O homem viu que tinha de ser assim.
Assim foi o quarto dia antes do fim.
O homem disse:
- «haja uma censura
para distinguir a nossa verdade da dos outros»
E assim foi.
O homem criou duas grandes instituições de censura:
uma, para ocultar a verdade no estrangeiro,
e outra, para se defender da verdade dentro da casa.
o homem viu isso e achou-o normal.
Assim foi o terceiro dia antes do fim.
O homem disse:
- «Fabriquemos armas que possam destruir á distância
grandes multidões, milhões e centenas de milhões».
O homem criou os submarinos nucleares que sulcam os
mares e os mísseis que cruzam o firmamento.
O homem viu-o e orgulhou-se.
Então abençoou-os dizendo-lhes:
«Sede numerosos e grandes sobre a terra,
enchei as águas do mar
e os espaços celestes;
multiplicai-vos».
Assim foi o segundo dia antes do fim.
O homem disse:
- «Façamos Deus à nossa imagem e semelhança:
que actue como nós actuamos,
que pense como nós pensamos,
que queira como nós queremos,
que mate como nós matamos».
E o homem criou um Deus à sua medida.
E abençoou-o dizendo:
«Mostra-te a nós e põe a terra a nossos pés.

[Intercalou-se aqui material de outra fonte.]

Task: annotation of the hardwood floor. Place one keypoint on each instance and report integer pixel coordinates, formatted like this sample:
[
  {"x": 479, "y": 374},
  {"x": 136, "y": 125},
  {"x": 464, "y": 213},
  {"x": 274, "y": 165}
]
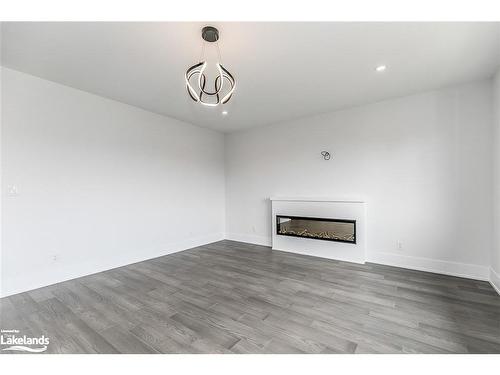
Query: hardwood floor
[{"x": 231, "y": 297}]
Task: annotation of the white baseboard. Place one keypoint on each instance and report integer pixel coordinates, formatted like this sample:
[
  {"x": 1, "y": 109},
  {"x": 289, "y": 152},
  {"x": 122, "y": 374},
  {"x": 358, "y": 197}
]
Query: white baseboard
[
  {"x": 495, "y": 280},
  {"x": 249, "y": 238},
  {"x": 469, "y": 271},
  {"x": 24, "y": 284}
]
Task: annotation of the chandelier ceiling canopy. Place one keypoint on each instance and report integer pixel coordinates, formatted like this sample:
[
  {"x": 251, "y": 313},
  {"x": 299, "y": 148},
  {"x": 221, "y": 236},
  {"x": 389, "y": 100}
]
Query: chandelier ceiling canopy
[{"x": 197, "y": 83}]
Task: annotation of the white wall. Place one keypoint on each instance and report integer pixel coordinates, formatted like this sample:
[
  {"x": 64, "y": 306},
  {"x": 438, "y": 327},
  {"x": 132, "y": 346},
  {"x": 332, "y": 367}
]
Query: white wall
[
  {"x": 422, "y": 163},
  {"x": 495, "y": 250},
  {"x": 100, "y": 184}
]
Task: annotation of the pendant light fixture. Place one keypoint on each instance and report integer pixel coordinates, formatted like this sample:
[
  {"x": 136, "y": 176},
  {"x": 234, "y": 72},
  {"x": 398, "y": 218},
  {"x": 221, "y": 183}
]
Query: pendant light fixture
[{"x": 196, "y": 80}]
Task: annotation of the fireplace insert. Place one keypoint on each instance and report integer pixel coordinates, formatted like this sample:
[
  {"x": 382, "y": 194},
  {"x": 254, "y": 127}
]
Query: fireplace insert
[{"x": 338, "y": 230}]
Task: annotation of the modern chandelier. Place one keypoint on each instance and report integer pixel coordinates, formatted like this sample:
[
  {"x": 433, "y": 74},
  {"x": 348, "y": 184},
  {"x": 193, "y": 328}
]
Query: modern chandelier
[{"x": 196, "y": 80}]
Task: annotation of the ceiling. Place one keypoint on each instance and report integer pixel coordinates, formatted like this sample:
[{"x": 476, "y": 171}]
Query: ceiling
[{"x": 283, "y": 71}]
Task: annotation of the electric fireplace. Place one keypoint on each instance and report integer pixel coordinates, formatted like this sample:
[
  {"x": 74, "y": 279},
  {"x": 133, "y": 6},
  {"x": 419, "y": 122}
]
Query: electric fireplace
[{"x": 338, "y": 230}]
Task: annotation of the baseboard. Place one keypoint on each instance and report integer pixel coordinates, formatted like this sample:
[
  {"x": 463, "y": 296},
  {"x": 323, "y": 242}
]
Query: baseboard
[
  {"x": 24, "y": 284},
  {"x": 249, "y": 238},
  {"x": 469, "y": 271},
  {"x": 495, "y": 280}
]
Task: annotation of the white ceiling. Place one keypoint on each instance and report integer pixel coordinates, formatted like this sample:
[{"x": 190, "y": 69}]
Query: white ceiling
[{"x": 283, "y": 70}]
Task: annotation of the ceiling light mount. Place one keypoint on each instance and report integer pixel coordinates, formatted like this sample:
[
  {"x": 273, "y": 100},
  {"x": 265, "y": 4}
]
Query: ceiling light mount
[{"x": 196, "y": 80}]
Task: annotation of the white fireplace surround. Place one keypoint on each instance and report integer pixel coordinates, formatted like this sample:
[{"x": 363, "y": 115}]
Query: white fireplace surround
[{"x": 331, "y": 208}]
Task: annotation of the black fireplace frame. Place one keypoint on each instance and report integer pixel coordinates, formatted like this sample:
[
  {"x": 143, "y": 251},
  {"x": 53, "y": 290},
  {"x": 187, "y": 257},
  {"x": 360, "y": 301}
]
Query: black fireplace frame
[{"x": 316, "y": 219}]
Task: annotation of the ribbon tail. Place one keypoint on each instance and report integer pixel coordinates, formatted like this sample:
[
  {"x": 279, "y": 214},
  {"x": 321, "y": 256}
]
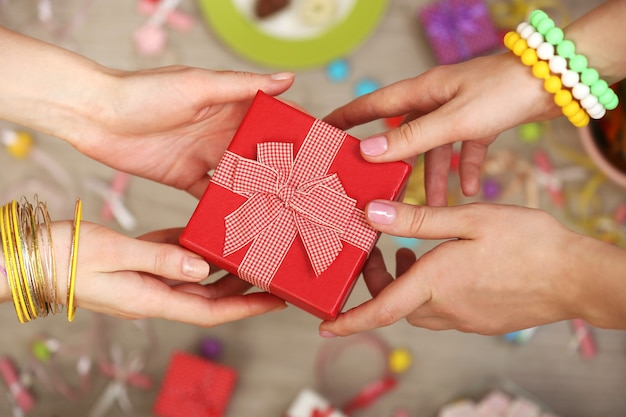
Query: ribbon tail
[{"x": 322, "y": 244}]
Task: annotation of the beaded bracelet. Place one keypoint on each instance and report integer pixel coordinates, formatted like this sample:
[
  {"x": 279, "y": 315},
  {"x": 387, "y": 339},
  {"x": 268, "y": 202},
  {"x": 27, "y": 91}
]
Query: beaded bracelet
[
  {"x": 558, "y": 65},
  {"x": 552, "y": 83},
  {"x": 578, "y": 90}
]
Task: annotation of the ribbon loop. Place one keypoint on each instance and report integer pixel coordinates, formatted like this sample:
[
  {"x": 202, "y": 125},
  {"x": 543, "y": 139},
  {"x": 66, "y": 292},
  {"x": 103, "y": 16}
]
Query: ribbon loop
[{"x": 290, "y": 196}]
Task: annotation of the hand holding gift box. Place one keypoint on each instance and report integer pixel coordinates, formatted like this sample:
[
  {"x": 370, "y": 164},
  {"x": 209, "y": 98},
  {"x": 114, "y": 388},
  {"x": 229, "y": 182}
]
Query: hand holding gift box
[{"x": 284, "y": 210}]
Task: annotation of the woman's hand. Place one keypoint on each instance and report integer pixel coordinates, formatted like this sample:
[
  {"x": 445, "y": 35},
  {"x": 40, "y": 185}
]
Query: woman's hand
[
  {"x": 470, "y": 102},
  {"x": 501, "y": 268},
  {"x": 151, "y": 277}
]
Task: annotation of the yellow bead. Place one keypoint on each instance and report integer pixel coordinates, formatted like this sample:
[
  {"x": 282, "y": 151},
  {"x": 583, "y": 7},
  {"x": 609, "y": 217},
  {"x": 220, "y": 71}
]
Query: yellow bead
[
  {"x": 399, "y": 360},
  {"x": 552, "y": 84},
  {"x": 577, "y": 117},
  {"x": 541, "y": 70},
  {"x": 510, "y": 38},
  {"x": 520, "y": 46},
  {"x": 571, "y": 108},
  {"x": 562, "y": 98},
  {"x": 582, "y": 123},
  {"x": 529, "y": 57},
  {"x": 19, "y": 144}
]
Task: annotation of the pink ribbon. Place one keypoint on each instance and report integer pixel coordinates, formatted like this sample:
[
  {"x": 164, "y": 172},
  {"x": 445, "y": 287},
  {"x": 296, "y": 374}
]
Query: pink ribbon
[{"x": 290, "y": 197}]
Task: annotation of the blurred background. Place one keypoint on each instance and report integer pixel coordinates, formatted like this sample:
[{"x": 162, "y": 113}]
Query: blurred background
[{"x": 339, "y": 50}]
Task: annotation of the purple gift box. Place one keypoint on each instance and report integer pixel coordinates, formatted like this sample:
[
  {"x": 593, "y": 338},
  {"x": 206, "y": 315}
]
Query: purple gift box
[{"x": 458, "y": 30}]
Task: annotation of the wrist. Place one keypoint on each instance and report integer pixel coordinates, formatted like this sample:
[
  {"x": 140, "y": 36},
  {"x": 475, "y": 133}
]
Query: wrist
[
  {"x": 596, "y": 36},
  {"x": 596, "y": 272},
  {"x": 529, "y": 91}
]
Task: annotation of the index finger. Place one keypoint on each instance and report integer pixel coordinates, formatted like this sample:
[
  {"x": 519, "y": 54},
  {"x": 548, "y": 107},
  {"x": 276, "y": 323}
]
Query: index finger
[
  {"x": 414, "y": 95},
  {"x": 399, "y": 299}
]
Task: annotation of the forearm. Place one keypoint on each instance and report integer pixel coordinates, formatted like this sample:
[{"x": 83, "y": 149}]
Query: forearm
[
  {"x": 47, "y": 88},
  {"x": 598, "y": 36}
]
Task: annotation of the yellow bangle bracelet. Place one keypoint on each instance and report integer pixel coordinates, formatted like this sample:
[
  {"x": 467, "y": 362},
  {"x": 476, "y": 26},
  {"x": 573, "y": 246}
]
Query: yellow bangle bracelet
[
  {"x": 71, "y": 281},
  {"x": 32, "y": 311}
]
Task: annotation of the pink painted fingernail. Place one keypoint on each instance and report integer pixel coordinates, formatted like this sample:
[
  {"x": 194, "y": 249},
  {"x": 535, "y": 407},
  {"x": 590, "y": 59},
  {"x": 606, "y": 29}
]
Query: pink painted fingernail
[
  {"x": 280, "y": 76},
  {"x": 374, "y": 146},
  {"x": 381, "y": 213},
  {"x": 196, "y": 268}
]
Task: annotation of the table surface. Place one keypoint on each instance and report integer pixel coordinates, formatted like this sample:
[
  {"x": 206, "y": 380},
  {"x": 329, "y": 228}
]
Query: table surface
[{"x": 276, "y": 355}]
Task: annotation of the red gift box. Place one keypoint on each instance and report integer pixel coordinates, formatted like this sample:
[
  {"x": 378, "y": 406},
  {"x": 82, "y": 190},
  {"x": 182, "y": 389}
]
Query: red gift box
[
  {"x": 194, "y": 386},
  {"x": 284, "y": 209},
  {"x": 458, "y": 30}
]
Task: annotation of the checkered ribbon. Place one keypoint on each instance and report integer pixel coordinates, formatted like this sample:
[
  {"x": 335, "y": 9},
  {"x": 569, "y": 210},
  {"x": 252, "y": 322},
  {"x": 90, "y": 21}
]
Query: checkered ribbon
[{"x": 289, "y": 197}]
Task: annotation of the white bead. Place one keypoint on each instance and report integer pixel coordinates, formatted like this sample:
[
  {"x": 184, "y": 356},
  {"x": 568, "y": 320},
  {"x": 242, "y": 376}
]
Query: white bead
[
  {"x": 557, "y": 64},
  {"x": 597, "y": 112},
  {"x": 580, "y": 91},
  {"x": 589, "y": 101},
  {"x": 545, "y": 51},
  {"x": 520, "y": 28},
  {"x": 527, "y": 32},
  {"x": 534, "y": 40},
  {"x": 569, "y": 78}
]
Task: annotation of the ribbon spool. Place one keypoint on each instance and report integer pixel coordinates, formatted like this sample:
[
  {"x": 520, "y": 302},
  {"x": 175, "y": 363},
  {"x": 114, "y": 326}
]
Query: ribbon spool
[{"x": 342, "y": 377}]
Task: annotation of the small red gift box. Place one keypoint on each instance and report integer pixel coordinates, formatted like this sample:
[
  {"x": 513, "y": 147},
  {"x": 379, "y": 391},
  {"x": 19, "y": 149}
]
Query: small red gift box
[
  {"x": 284, "y": 209},
  {"x": 194, "y": 386},
  {"x": 458, "y": 30}
]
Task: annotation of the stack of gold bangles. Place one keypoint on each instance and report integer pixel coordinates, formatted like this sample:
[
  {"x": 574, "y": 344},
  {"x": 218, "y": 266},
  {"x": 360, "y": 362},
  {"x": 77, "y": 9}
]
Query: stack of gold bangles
[
  {"x": 578, "y": 89},
  {"x": 30, "y": 264}
]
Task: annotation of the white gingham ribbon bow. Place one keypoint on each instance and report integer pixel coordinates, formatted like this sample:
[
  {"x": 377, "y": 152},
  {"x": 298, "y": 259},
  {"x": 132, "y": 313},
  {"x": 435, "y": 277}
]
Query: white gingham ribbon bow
[{"x": 289, "y": 198}]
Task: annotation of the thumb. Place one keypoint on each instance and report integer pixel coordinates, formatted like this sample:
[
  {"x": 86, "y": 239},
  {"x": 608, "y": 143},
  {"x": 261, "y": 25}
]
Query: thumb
[{"x": 227, "y": 86}]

Não te faltará nada, se fizeres a nossa vontade».
E assim foi.
O homem viu tudo o que tinha feito
e estava muito satisfeito com tudo isso.
Assim foi o dia antes do fim.
De repente, produziu-se um grande terramoto em toda a
Superfície da terra, e o homem e tudo o que tinha feito
Deixaram de existir.
Assim acabou o homem com o céu e terra.
A terra voltou a ser um mundo vazio e sem ordem;
toda a superfície do oceano se cobriu de escuridão
e o espírito de Deus adejava sobre as águas".
É preciso ter em conta que este primeiro capítulo constitui o momento do VER. É isto que está a
acontecer. Por isso, o Papa, depois de nos ajudar a JULGAR por meio do segundo e terceiro
capítulo, lança-nos o desafio de mudar de rumo. Não podemos continuar assim! Acreditar que
um outro mundo melhor e mais humano é possível, e sentir a urgência de busca-lo constituem
hoje matéria da nossa fé: é buscar o reino de Deus!
REFERÊNCIAS BIBLIOGRÁFICAS
CALVO, A. & RUIZ, A. (1992). Para conhecer a cristologia. Porto: Perpétuo Socorro.
PAPA FRANCISCO (2015). Carta Encíclica Laudato Si’ sobre o cuidado da casa comum. Maputo: Paulinas.